No doubt where the largest contingent of Irish golfers will be this week! There are eight Irish players in the field for the Cadiz Challenge on the Challenge Tour – Robert Moran, Gary Hurley, Conor Purcell, Jonny Caldwell, Dermot McElroy, Ruaidhrí McGee, Ronan Mullarney and John Murphy – in Sancti Petri in Andalucía.

On this day: June 4th, 1995
Ireland's Philip Walton. Photograph: Graham Chadwick/Allsport

Philip Walton was a hard man to beat when it came to head-to-head combat, as he proved in defeating Colin Montgomerie in a play-off for the Murphy’s English Open at the Forest of Arden, outside Birmingham.

Just a couple of months earlier the Malahide man had won the Catalonia Open (beating runner-up Andrew Coltart by three strokes) and later in the year would be an integral part of Europe’s Ryder Cup win at Oak Hill where he his win over Jay Haas in the penultimate singles was pure emotion.

Walton’s third – and last – career win on the European Tour came in the English Open where rounds of 65-70-69-70 for a total of 14-under-par 274 left him level with Monty, the perennial number one on the order of merit.

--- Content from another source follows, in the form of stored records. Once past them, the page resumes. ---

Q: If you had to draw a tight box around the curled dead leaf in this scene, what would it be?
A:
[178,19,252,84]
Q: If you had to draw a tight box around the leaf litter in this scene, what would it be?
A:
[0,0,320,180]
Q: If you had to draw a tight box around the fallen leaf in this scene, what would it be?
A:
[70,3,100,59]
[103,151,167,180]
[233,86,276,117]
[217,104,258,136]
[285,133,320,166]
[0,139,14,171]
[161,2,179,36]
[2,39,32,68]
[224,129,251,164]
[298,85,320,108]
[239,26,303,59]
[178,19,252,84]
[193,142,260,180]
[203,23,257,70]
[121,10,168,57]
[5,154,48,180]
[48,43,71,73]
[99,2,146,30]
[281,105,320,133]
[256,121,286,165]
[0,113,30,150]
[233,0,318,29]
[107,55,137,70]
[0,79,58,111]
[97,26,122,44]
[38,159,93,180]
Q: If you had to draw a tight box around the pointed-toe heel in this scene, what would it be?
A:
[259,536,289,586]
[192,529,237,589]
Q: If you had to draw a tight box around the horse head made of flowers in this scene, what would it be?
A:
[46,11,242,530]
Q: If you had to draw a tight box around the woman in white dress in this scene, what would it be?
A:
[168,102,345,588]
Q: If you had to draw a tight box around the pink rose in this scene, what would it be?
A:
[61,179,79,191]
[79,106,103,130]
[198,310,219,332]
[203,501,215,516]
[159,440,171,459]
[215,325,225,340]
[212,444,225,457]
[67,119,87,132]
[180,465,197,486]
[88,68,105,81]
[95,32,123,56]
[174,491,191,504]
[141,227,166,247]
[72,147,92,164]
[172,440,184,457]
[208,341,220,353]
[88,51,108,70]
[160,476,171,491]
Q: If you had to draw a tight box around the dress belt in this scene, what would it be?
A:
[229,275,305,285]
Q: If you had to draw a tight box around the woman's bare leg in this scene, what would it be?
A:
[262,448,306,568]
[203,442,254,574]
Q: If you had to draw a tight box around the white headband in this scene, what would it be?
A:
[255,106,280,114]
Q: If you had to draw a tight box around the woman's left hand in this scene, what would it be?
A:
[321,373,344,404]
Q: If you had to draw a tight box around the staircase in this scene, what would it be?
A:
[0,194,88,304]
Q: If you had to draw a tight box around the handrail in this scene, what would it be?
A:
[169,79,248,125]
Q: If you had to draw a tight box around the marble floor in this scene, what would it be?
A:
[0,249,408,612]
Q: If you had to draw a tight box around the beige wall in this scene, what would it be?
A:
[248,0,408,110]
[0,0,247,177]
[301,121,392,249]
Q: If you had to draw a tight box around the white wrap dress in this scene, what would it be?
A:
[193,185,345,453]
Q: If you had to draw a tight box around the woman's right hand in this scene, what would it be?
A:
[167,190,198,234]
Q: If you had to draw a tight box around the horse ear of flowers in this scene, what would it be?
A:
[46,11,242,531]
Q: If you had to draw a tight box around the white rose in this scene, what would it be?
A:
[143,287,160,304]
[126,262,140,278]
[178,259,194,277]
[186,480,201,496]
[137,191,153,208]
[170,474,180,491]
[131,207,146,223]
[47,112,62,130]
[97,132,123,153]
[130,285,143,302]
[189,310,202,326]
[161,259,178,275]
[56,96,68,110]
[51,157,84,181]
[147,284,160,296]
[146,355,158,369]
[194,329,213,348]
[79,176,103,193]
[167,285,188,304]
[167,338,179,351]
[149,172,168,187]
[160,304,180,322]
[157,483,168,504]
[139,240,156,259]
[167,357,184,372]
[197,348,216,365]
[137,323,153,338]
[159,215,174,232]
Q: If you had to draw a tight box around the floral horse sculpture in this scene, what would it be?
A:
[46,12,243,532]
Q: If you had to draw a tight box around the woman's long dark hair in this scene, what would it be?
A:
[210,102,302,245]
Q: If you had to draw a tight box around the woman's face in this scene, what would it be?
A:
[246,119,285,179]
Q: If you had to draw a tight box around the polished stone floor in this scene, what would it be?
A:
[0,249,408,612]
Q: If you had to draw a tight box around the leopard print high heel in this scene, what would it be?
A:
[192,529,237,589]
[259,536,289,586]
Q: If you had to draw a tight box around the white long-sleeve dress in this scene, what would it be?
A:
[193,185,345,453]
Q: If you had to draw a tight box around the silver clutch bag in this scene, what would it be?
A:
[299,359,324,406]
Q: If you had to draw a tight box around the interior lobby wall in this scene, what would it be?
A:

The Irishman and the Scot had each shown their mettle in the final round. Montgomerie had managed four birdies in an outward 34 to edge a shot in front but Walton drew level again on the 10th where he hit a low running shot to three feet. At the death, they were still locked together, but Walton’s birdie at the second tie hole saw him claim the win.

X-Twitter Twaddle

The Lads from Oban have done it!! So happy for @robertlefty. To claim his 1st PGA Tour with his pops on the bag is so cool and so special – Europe’s Ryder Cup captain Luke Donald tipping the cap to both MacIntyres, Bob and Dougie.

So happy for @robertlefty! He’s a great kid. Even more special of a victory with his pops on the bag #GoOnBob – Billy Horschel showing even the Yanks love Mac.

LPGA golf swings have improved so much in the last 10 yrs. I always felt like before, there wasn’t enough strength/structure and because of their flexibility, there would be some weird club and body positions. Min Jee, Nelly, Yuka Saso, and many others have such good swings – Michael Kim recognising the ever-improving quality of players on the LPGA Tour.

In the Bag

Bob MacIntyre - RBC Canadian Open

Driver – Titleist TSR2 (9 degrees)

3-wood – Cobra Aerojet LS (14.5 degrees)

Hybrid – TaylorMade Stealth 2 Rescue (19 degrees)

Irons – Titleist 620 CB (4-9)

Wedges – Titleist Vokey Design SM10 (46 degrees), Vokey Design SM9 (50 and 56 degrees)

Putter – TaylorMade Spider Tour

Ball – Titleist ProV1

Know the Rules

Q As a player was searching in a pile of leaves, they accidentally kicked and moved their ball as well as a number of the leaves around the ball. The player estimated where the ball originally lay and replaced it on that spot but did not replace the leaves before making their next stroke. What is the ruling?

A There is no penalty (Rule 7.4 and Clarification 7.4/1): there is no penalty for accidentally moving the ball while trying to find it. In replacing the ball, the player is not required to replace loose impediments.